A história do NES (Famicom)

Seja conhecido como Famicom, NES, Nintendinho ou pelos nomes de inúmeros clones que surgiram – e surgem até hoje –, o 8-bit da Nintendo será eternamente citado com um dos maiores videogames da história. Sua criação e a política da Big N ao trabalhar com parcerias marcaram época. Franquias clássicas tiveram berço no console, como Mario, Zelda, Final Fantasy e Metroid, entre tantas.

Apesar do cenário catastrófico pós-crash da indústria em 1983, a Nintendo acreditava no segmento doméstico. O designer Masayuki Uemura começou a projetar o que seria lançado naquele mesmo ano como Family Computer: um videogame mais barato e melhor que os competidores, achando brecha entre computadores pessoais para conquistar um desconfiado consumidor.

Videogames eram vistos como algo superado, sem espaço. Um terreno estéril que ninguém queria explorar. O brinquedo da Nintendo estava se metendo numa roubada, apostava muita gente.

Missão simples. Nada que um encanador pançudo não pudesse fazer.

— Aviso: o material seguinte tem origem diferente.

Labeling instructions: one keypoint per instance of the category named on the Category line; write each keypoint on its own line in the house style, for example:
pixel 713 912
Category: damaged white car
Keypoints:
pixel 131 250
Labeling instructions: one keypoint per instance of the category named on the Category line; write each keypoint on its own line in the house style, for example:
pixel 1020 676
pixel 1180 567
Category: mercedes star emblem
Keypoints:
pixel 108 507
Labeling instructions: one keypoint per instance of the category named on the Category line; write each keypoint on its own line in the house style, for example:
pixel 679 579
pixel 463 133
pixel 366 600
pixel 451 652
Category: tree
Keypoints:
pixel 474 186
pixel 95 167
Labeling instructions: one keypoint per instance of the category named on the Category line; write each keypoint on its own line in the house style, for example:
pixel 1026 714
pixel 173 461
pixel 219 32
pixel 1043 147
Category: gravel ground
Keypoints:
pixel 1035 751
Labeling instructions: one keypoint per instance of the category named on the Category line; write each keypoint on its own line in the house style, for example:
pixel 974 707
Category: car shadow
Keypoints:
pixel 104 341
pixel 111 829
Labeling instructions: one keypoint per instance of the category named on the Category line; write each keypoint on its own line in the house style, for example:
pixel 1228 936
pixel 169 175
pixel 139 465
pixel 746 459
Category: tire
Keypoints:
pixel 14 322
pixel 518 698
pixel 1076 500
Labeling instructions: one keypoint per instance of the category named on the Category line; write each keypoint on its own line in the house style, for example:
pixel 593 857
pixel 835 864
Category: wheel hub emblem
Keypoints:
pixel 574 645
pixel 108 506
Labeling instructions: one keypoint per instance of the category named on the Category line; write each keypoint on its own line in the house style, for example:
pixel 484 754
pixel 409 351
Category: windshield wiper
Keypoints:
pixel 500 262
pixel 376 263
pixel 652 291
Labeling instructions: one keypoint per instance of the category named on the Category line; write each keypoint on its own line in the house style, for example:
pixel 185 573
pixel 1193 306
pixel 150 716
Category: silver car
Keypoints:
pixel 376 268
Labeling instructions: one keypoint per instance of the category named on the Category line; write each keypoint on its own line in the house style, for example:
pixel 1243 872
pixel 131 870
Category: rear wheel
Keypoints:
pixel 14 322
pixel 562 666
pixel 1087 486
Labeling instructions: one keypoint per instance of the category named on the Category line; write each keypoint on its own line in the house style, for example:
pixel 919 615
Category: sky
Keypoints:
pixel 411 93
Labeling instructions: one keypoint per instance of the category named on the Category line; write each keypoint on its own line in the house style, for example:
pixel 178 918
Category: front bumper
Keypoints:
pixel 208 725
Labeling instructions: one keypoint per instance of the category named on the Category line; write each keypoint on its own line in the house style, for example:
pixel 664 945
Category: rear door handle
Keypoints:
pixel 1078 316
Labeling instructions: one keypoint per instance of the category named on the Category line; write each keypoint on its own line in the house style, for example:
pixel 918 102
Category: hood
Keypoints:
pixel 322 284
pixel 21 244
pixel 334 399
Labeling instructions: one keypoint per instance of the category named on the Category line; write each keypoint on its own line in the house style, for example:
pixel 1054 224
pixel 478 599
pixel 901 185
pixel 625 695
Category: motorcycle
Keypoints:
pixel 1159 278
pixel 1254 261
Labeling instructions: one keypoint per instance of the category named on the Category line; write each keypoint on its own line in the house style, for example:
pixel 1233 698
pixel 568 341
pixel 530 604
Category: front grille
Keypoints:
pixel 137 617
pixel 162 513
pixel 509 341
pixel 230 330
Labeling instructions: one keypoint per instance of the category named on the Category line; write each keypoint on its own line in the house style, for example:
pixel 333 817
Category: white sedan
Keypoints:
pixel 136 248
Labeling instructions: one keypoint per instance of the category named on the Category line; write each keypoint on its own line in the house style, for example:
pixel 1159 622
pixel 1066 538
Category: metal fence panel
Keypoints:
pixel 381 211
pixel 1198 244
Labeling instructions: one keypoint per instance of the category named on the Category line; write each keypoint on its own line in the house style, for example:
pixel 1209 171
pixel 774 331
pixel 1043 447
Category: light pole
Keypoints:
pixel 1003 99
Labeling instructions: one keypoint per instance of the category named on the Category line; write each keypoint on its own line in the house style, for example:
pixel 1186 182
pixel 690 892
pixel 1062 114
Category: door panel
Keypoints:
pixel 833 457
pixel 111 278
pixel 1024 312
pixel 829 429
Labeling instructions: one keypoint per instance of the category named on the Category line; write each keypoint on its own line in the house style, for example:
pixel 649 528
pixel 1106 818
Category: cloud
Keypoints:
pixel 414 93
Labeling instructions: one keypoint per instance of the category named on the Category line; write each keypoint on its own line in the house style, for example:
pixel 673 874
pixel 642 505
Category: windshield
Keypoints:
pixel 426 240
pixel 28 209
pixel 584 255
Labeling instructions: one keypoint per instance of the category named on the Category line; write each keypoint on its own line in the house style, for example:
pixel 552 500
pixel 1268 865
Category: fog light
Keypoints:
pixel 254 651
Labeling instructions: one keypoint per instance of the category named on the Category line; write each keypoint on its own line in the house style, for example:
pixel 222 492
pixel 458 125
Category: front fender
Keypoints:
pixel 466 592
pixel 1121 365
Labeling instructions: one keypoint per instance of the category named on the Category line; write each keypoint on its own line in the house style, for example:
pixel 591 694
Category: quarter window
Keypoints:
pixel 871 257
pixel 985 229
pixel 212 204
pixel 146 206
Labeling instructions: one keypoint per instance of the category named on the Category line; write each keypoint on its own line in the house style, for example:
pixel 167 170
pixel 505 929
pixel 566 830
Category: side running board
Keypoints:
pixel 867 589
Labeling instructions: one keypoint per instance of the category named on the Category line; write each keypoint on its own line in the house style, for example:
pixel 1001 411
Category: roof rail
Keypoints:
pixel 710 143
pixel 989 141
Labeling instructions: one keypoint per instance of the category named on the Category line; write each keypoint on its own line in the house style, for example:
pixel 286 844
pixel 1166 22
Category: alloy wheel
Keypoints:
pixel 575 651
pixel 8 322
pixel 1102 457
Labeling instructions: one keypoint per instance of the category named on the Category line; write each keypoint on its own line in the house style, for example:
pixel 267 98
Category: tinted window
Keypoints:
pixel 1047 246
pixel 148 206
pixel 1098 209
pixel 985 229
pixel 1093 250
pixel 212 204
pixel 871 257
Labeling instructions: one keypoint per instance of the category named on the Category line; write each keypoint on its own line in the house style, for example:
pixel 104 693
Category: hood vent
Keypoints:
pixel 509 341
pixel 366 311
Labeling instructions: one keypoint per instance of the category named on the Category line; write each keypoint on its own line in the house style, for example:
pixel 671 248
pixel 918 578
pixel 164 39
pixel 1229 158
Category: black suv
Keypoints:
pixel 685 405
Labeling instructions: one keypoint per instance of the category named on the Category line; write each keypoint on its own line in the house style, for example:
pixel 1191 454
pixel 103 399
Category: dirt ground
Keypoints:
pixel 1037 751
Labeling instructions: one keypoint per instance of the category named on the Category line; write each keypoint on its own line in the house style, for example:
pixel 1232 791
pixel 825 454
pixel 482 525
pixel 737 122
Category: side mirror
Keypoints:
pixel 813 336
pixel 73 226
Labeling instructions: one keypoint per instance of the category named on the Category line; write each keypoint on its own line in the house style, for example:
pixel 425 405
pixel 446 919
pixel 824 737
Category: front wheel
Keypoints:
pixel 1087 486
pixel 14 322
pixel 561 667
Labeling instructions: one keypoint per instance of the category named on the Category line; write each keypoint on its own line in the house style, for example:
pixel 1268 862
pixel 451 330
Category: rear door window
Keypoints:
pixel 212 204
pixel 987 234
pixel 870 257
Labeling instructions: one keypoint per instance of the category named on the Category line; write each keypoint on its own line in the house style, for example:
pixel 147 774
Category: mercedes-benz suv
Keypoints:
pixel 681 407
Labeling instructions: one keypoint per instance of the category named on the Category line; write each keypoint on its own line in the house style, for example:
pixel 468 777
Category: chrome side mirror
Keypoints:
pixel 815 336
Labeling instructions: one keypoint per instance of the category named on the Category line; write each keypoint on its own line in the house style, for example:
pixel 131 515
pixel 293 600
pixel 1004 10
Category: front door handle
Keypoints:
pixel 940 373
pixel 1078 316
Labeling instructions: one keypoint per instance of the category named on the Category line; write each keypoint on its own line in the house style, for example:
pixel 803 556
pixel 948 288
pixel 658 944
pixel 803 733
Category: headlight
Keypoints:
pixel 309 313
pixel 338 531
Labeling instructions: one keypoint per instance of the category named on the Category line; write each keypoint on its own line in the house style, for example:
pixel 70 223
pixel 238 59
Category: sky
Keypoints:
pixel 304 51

Após a quebra do mercado de games, poucos fabricantes teimaram em produzir. A maioria partiu para computadores pessoais, a aposta do futuro. A ideia de ter um aparelho "mais do que diversão" havia seduzido os consumidores (especialmente pais) e insistir com outro videogame era arriscado. A flexibilidade dos computadores era a bola da vez.

Veja também a Ficha técnica

Planejando um aparelho 16-bit, a Nintendo foi obrigada a rever o projeto devido ao alto custo de tal hardware na época. Segundo Hiroshi Yamauchi, então presidente da Nintendo, a ideia era "dar aos desenvolvedores condição de realizar tudo que tivessem em mente".

Nascimento de um ícone

O Famicom (de Family Computer) teve preço inicial de ¥14,800 (algo como US$ 120). Seu visual remetia a um brinquedo, pequeno, com uma combinação de cores claras e vermelho, bem chamativo. Cartuchos coloridos como um arco-íris tinham rótulos simples, mas depois foram ficando caprichados, com desenhos elaborados e atraentes. A Nintendo nem disfarçava: queria seduzir as crianças.

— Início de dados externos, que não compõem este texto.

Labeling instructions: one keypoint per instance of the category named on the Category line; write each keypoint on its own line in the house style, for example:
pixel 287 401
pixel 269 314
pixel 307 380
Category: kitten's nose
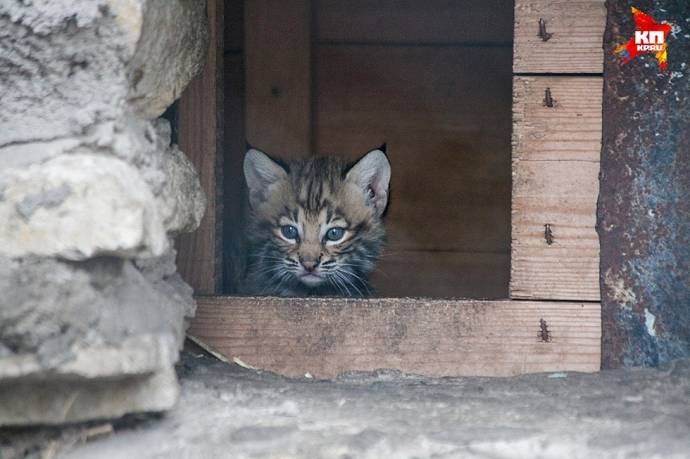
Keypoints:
pixel 309 265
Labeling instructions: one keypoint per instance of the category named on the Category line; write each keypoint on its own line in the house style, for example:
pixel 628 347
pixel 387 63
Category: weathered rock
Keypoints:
pixel 169 52
pixel 101 301
pixel 103 332
pixel 35 402
pixel 92 311
pixel 77 206
pixel 119 191
pixel 69 65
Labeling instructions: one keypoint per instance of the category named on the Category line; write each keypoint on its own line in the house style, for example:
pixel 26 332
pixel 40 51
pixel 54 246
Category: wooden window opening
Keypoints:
pixel 292 77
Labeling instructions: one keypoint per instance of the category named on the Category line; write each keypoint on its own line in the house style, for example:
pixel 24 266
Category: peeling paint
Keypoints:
pixel 643 213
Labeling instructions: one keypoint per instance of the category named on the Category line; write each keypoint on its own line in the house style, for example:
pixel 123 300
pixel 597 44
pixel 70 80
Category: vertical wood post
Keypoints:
pixel 200 136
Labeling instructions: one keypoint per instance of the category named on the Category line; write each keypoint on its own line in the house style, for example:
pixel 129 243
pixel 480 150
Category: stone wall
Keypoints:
pixel 92 311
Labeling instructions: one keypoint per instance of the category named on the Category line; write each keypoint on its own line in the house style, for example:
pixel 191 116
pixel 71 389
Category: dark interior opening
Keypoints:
pixel 430 78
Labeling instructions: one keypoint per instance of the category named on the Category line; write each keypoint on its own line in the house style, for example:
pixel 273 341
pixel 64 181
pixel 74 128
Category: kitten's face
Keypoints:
pixel 316 224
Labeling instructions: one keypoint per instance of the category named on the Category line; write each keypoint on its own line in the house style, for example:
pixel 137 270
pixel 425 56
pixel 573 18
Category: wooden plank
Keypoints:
pixel 278 76
pixel 448 135
pixel 575 44
pixel 415 22
pixel 442 274
pixel 570 130
pixel 200 136
pixel 563 195
pixel 326 337
pixel 555 182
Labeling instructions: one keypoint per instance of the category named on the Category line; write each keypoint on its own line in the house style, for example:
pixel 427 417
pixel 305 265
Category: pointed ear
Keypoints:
pixel 261 174
pixel 372 174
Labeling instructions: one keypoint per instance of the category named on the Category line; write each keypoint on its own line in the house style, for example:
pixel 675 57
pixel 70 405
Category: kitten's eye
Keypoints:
pixel 335 234
pixel 289 232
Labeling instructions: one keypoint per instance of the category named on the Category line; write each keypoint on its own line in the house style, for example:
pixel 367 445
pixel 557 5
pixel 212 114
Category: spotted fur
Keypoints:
pixel 307 199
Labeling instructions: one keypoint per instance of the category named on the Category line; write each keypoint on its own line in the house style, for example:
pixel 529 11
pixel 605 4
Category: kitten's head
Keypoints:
pixel 315 224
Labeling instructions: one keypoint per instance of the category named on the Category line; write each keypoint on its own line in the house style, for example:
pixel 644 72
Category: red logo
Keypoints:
pixel 650 37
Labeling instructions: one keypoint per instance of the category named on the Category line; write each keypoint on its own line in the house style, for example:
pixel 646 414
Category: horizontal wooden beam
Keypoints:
pixel 325 337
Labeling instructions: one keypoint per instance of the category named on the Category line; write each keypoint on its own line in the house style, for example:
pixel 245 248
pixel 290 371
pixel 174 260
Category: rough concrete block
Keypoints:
pixel 50 308
pixel 77 206
pixel 65 401
pixel 120 190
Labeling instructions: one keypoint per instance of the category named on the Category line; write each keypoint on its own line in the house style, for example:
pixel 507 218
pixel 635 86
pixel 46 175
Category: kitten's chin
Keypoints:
pixel 311 280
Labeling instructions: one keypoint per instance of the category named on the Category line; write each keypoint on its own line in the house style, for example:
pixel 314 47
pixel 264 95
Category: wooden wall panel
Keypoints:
pixel 555 183
pixel 414 21
pixel 448 136
pixel 278 76
pixel 325 337
pixel 575 43
pixel 200 118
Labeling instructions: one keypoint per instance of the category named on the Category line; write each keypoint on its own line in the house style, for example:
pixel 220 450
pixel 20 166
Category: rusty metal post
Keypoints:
pixel 644 203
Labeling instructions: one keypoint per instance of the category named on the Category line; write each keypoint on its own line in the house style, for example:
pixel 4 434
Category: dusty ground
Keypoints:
pixel 228 411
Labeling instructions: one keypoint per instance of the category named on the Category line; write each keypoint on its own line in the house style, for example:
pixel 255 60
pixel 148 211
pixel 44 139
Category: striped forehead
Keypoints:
pixel 315 187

O controle era completamente diferente do padrão de então. Nada de joystick e manches: só um direcional em cruz numa barra retangular, com dois botões de ação, mais um select e um de pausa.

Era uma evolução de sua própria criação com a linha de portáteis Game & Watch. No controle II, select e pausa dão lugar a um microfone e controle de volume.

Family Computer
Family Computer, o popular Famicom: assim os videogames renasceram das cinzas

A série inicial apresentou um problema técnico grave e foi preciso um grande recall das unidades vendidas. Yamauchi não teve dúvidas em fazê-lo, mesmo custando alguns milhões de dólares. O importante era preservar a reputação da empresa.

Relançado em seguida com nova placa-mãe, o Famicom rapidamente ganhou espaço no mercado japonês. No final de 1984 já era o console mais vendido, com cerca de 2,5 milhões de unidades.

Nada boba, a Nintendo crescia os olhos sobre outro mercado. Por não lançar seu pequeno Godzilla vermelho e branco sobre a América?

Nintendo invade a América

Apesar da catástrofe de 1983, Atari ainda era um nome forte e foi o primeiro procurado pela Nintendo. Arriscar-se sozinho parecia arriscado e assim ficou acertado lançar o Famicom em parceria com a Atari nos Estados Unidos.

Guerra por Donkey Kong

Foi aí que uma "traição" mudou a história.

O Adam Computer, sistema da Coleco, velho rival da Atari, estava em demonstração na CES 1983 com a conversão do arcade Donkey Kong. Mas a Nintendo tinha acertado que seus jogos seriam lançados com exclusividade pela Atari.

Yamauchi, Howard Lincoln e Minoru Arakawa foram ao evento esperando fechar os últimos detalhes da parceria. Em vez disso, receberam a ira de Ray Kassar*, CEO da Atari.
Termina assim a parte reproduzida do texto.